“Glen Canyon Solar Project is delayed due to regional grid/transmission constraints. AES is actively maintaining the safety of the project site, and is maintaining compliance with local agencies,” says the official statement from AES Energy, the developer of the now-halted solar plant project in the area of Big Water and Church Wells. “...because Kane County rocks,” adds Carter Livingston, Stakeholder Relations for AES and coordinator of the project. Says Livingston, “We have such a great appreciation for the leaders in Big Water, Church Wells and Kane County as a whole - we look forward to the project making progress and moving forward.”
AES is confident that the project will eventually begin to move forward again, despite the current on hold status. AES’ representatives forewent the opportunity to clarify why equipment had been removed from the site or to give a timeline on the project going forward - they have consented to a more in-depth interview with the Southern Utah News in coming days, and so only gave preliminary statements at this time.
Sources local to the county and outside of AES gave some context to the issue as it progresses. One source close to the project speculated that Rocky Mountain Power, who has the infrastructure capacity to purchase and transmit any potential power generated by the project, was required to withdraw from an agreement with AES due to recent financial and litigious complications, though this is yet to be confirmed - AES representatives acknowledge the existence of this theory as rumor, but would not confirm or deny its veracity.

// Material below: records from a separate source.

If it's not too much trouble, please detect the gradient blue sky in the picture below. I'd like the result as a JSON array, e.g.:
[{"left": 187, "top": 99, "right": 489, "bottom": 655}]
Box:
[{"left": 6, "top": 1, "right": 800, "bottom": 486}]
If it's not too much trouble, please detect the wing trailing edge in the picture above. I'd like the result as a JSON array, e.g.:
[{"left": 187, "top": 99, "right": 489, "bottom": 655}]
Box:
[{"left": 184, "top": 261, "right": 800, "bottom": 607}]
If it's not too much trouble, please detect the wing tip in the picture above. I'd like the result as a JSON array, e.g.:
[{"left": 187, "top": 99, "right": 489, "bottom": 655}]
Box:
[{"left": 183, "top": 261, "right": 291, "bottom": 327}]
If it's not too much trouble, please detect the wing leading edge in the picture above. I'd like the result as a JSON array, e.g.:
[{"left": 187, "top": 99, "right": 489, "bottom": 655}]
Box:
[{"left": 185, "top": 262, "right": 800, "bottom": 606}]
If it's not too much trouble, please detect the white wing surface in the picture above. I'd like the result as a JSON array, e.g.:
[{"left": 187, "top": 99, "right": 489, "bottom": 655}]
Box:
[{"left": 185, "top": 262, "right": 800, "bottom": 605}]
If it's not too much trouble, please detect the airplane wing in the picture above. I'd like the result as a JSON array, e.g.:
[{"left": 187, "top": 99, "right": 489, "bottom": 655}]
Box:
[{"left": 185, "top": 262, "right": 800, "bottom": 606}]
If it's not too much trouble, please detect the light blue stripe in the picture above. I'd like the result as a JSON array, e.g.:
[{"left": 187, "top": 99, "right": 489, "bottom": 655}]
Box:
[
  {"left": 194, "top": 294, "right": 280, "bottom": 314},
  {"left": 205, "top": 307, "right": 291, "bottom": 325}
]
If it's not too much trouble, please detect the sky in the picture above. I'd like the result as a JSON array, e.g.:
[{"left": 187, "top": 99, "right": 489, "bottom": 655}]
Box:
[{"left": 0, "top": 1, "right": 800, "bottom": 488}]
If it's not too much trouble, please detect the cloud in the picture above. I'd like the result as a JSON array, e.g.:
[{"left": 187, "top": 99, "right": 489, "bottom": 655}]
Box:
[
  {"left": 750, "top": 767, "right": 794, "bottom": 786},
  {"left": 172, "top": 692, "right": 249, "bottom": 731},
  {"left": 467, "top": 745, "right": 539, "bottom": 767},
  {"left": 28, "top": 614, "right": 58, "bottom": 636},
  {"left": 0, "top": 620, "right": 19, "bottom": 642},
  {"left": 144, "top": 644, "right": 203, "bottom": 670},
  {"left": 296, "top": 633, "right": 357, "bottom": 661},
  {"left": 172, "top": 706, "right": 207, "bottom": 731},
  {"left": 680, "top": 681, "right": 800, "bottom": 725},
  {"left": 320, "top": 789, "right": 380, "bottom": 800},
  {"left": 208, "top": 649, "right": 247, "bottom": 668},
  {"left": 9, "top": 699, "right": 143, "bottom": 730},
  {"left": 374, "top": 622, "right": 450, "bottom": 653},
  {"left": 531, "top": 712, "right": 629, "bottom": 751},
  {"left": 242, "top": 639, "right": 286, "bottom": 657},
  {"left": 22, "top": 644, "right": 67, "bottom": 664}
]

As the official line from Kane County, Commissioner Celeste Meyeres says of the project, “Kane County is not financially investing or contributing significantly to this project, that’s not the county’s role. We’re in a holding pattern on it right now - our priority is protecting the taxpayers so they’re not being billed.” Due to the nature of the infrastructure agreement between Kane County and AES, along with the leadership of Church Wells and Big Water, Kane County has not yet had to dedicate any funds to the project beyond those necessary to keep in communication with the project. Agreements instituted for the solar farm like its RDA, CRA and TIF have no initial tax impact until the project is producing revenue by design - the conditions of these agreements also include promises from AES to contribute to local infrastructure and farmland reclamation after construction concludes. As mentioned before, AES is confident that they can still meet the conditions of these agreements, and per their brief initial statement preceding a more in-depth interview, AES claims the goodwill granted to them by the people of the county, Big Water and Church Wells will not be in vain.
In the meantime, as the project continues to hold, the site continues under AES’ security. As a consequence of the site’s clearing, erosion prevention and visibility measures continue to be required, until either the project resumes or natural erosion barriers like local flora return. AES did not give an estimated timeline for when the project would resume.
Further information should be available in an upcoming issue of the Southern Utah News, once AES’ promise of an in-depth interview with their public relations team resolves.